Caleb let the seat take his weight just enough to look like a passenger. "Detective," he said softly, "if something tries to reach for me from the ceiling again, don't."

"You've had ceilings try to help," Stone said.

"They try to help like ponds help drowning men," Caleb said.

"Good to know," Stone said, drily.

[T—00:18]

Brooks brought them to a light and didn't try to beat it. The car idled with that impatient smoothness that says nothing about patience. A flyer taped to a light pole flapped, announcing a concert that would be someone's best night and someone else's first disaster.

Stone glanced at Caleb's pocket, then at his face. "You get paid for this," he said.

"I get words," Caleb said. "Sometimes a question. Sometimes a risk credit that isn't worth lunch."

"So you're a contractor," Stone said.

"I think I'm a denominator," Caleb said. "And a small one."

The light changed. Brooks rolled them forward. The air through the vent was cooler than the day and smelled faintly of other people's fabric.

[T—00:08]

"Hands where I can see them," Stone said, almost conversational.

Caleb rested his palms open on his thighs. The seatbelt lay across his chest, good posture enforced by nylon. "Do not touch me," he said, not as a warning, as a request to the future.

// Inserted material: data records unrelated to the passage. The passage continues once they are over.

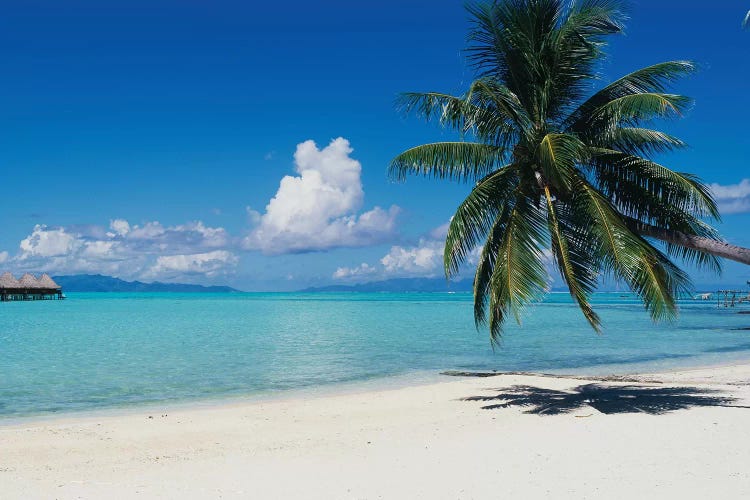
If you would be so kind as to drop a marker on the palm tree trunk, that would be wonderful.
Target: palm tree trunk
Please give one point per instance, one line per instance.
(706, 245)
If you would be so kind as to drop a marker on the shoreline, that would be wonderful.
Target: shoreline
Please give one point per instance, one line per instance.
(669, 434)
(416, 378)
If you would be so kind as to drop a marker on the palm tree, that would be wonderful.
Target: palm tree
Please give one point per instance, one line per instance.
(559, 175)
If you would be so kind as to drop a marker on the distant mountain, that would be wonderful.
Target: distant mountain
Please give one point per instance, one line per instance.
(99, 283)
(399, 285)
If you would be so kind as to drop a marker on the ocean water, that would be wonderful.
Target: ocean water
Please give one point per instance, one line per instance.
(110, 350)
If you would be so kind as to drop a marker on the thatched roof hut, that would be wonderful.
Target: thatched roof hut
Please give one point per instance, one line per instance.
(28, 281)
(8, 281)
(29, 288)
(46, 282)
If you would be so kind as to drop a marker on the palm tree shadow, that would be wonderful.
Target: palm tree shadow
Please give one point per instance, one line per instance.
(608, 399)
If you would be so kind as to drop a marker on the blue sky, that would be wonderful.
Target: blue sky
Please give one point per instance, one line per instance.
(147, 139)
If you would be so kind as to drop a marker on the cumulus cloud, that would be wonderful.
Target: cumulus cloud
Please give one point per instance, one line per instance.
(732, 198)
(317, 209)
(130, 251)
(43, 242)
(423, 259)
(346, 273)
(209, 264)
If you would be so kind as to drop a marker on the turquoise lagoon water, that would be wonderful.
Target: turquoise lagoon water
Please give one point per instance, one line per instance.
(108, 350)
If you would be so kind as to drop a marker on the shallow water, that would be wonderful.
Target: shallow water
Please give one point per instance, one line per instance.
(107, 350)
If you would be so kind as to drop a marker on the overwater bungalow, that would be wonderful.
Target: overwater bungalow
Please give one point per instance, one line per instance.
(29, 288)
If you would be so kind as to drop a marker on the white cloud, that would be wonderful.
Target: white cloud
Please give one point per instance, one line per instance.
(424, 259)
(120, 226)
(344, 273)
(127, 251)
(732, 198)
(317, 209)
(209, 264)
(43, 242)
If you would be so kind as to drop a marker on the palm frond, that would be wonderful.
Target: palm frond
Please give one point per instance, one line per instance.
(652, 79)
(618, 173)
(476, 216)
(574, 262)
(557, 156)
(638, 141)
(629, 257)
(462, 161)
(519, 276)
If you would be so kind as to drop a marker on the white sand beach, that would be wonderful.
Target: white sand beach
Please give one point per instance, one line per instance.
(663, 437)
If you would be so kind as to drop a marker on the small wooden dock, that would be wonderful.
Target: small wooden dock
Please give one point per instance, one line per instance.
(29, 287)
(732, 298)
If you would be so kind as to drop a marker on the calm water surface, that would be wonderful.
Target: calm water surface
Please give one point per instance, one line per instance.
(108, 350)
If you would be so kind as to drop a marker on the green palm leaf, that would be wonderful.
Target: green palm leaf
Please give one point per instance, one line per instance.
(462, 161)
(476, 216)
(581, 185)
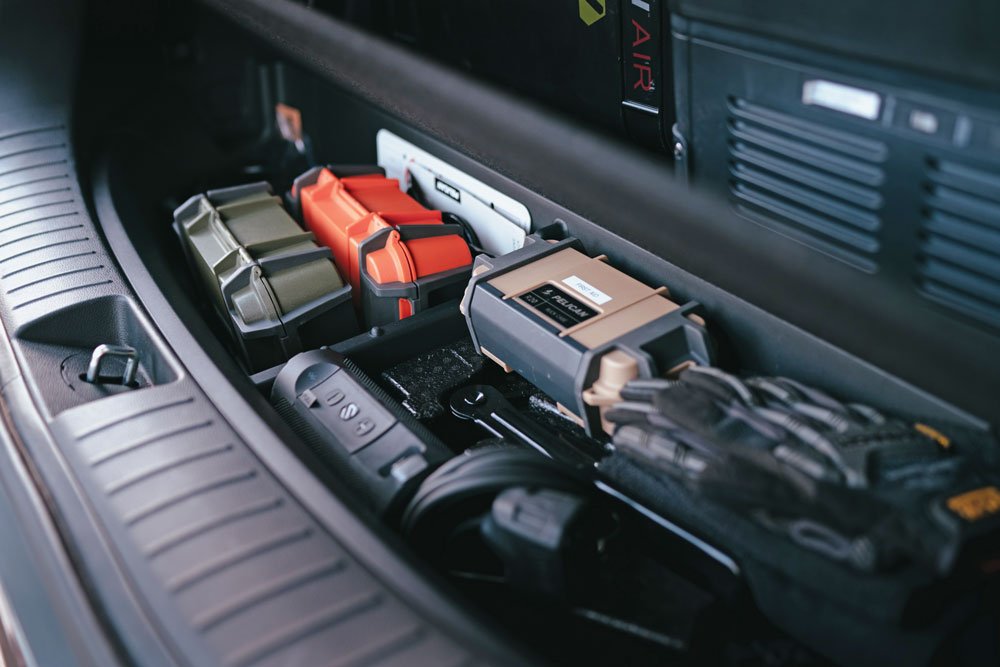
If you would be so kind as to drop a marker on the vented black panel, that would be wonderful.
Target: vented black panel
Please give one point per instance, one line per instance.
(812, 183)
(959, 261)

"Wasn't planning to," Stone said, which could have been humor and could have been policy.

Brooks cut left toward the avenue that would take them to the station without asking permission from the stadium traffic. She checked the mirror, checked it again, then checked the road like it had a habit of lying.

[T—00:03]

The temperature leaned toward a different idea. Pressure pricked his ears. The rectangle cooled through denim with the pale certainty of a rule.

"Here we go," Caleb said.

Stone's hand hovered, palm up, inches from empty air, and stayed there.

The seatbelt bit into Caleb's shoulder as if it were a hand that couldn't help itself. The dashboard's texture sharpened to the wrong kind of detail. Brooks's knuckles tightened a degree on the wheel and didn't know why. The line where the windshield met sky crept toward a shape his eyes didn't want.

He kept looking straight ahead. He kept his hands open on his thighs. He let the day take its breath and didn't give it posture.